Pages 546-547, transcribed by Carolyn Ward from History of Allen and Woodson Counties, Kansas: embellished with portraits of well known people of these counties, with biographies of our representative citizens, cuts of public buildings and a map of each county / Edited and Compiled by L. Wallace Duncan and Chas. F. Scott. Iola Registers, Printers and Binders, Iola, Kan.: 1901; 894 p., [36] leaves of plates: ill., ports.; includes index.




HARMON SCOTT—The late Harmon Scott, of Iola, was one of the pioneers of Kansas and one of the early business men of Iola. He belongs to a family whose prominence has been recognized in Allen county for more than a third of a century and which has done its part in establishing an industrious, intellectual and patriotic citizenship in the State of Kansas.

Harmon Scott was born at Braddocks Field, Pennsylvania, December 19, 1828. He was a farmer's son and in 1833, his father moved into Ohio and, later, into Kentucky and in that State was our subject chiefly reared and educated. After attaining his majority, Mr. Scott went to Bloomington, Illinois, where he resided till 1857, coming thence to Kansas. He stopped first in the Territory in Johnson county where he took up a homestead. He engaged in business in the town of Olathe, while awaiting the turn of events in the process of acquiring a title to his piece of government land, and this result being unfavorable to him he came to Allen county, in 1838, and became one of her permanent citizens. He engaged in the dry goods and grocery business with his brother, the late Dr. John W. Scott, on the corner where DeClute's clothing store now stands. In 1872 he became a railway mail clerk between Topeka and Kansas City. Leaving that service he spent two years on the farm on Rock Creek, returning to Iola in 1876.

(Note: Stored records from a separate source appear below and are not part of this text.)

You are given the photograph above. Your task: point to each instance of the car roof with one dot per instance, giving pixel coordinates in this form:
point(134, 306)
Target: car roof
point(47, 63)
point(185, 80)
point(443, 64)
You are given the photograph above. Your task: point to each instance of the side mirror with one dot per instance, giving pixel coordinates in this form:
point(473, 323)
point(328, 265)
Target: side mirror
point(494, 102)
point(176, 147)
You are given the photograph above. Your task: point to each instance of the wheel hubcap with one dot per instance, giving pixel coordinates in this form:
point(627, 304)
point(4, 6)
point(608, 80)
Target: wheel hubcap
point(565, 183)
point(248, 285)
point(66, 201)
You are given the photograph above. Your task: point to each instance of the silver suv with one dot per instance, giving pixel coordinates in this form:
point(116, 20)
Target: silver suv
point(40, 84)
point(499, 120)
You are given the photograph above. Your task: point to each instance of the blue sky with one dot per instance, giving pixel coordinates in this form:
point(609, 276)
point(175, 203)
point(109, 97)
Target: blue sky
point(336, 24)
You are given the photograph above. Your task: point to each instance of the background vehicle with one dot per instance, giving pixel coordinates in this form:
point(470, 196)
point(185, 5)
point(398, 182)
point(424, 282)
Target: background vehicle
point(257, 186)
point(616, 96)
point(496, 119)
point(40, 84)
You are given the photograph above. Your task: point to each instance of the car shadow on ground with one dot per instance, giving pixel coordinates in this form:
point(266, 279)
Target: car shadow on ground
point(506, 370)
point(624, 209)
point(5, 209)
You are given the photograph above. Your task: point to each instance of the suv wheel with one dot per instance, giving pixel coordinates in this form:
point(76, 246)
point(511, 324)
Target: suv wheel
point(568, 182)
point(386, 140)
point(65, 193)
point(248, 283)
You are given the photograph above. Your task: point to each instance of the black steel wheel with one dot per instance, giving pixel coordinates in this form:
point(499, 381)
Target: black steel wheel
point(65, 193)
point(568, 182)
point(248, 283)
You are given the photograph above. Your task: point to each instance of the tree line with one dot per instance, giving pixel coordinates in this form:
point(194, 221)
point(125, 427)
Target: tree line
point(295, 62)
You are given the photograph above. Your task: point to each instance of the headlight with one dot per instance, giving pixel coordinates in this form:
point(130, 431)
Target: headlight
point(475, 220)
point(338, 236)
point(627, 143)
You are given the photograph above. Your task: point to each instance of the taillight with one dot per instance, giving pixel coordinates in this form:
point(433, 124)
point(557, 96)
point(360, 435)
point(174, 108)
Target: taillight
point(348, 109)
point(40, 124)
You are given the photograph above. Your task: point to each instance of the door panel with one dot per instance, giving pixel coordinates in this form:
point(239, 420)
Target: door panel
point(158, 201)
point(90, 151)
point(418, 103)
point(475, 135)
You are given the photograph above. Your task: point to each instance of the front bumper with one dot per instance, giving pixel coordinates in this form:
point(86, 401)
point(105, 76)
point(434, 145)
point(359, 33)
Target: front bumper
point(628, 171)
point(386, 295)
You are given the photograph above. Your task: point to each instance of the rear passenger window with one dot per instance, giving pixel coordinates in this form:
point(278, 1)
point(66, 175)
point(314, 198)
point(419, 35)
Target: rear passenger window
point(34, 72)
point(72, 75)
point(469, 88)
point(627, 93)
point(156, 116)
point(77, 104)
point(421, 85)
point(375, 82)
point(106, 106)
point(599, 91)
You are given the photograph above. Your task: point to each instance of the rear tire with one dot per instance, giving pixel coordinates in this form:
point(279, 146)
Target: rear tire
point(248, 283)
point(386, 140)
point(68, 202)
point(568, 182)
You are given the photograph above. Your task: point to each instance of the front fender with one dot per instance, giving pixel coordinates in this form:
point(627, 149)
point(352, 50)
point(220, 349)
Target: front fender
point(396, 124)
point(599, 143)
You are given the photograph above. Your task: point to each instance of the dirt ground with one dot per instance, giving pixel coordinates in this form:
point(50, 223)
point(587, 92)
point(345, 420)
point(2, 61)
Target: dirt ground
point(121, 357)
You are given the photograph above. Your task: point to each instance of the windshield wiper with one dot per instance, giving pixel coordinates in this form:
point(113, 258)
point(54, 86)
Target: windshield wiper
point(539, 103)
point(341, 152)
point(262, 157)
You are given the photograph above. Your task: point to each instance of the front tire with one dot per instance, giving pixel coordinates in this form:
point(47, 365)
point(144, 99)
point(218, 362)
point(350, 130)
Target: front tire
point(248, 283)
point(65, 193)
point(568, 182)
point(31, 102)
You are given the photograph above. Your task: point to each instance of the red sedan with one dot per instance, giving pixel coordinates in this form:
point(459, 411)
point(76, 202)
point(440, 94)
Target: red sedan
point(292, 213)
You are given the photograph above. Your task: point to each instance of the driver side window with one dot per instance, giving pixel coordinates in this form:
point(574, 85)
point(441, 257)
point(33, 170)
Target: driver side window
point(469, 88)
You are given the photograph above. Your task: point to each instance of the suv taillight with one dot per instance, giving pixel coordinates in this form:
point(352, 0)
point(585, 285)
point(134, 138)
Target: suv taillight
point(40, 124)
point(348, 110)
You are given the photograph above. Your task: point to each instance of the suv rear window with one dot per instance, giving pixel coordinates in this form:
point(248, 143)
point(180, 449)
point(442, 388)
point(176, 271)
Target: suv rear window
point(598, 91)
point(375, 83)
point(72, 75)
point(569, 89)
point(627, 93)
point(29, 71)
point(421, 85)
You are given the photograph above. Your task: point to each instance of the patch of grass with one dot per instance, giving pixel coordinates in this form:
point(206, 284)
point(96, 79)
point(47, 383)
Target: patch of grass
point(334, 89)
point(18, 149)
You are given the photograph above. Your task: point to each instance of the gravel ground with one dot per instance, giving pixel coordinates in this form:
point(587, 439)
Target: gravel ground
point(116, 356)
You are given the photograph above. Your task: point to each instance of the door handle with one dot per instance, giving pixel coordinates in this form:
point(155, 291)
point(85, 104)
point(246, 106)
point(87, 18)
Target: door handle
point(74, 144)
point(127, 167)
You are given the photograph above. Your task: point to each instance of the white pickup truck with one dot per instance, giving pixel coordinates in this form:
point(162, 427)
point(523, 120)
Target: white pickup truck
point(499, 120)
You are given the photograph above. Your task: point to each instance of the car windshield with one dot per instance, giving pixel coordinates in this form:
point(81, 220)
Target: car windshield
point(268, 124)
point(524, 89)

In matters pertaining to the administration of affairs and to the welfare


of Iola Mr. Scott was one of the foremost. He was twice elected Trustee of Iola township and made an efficient and honest public servant. The fact that he had managed his private business successfully was an index to the manner in which the public business would be cared for in his hands. He was one of the staunchest of Republicans, having joined that party from "the Old Line Whigs."

Mr. Scott enlisted in Company H, 9th Kansas, as a private and was promoted to first lieutenant of a company in an Indian regiment, designated as the 3rd Indian regiment. He was in active service until 1865, and in which he laid the foundation of the disease which ultimately caused his death.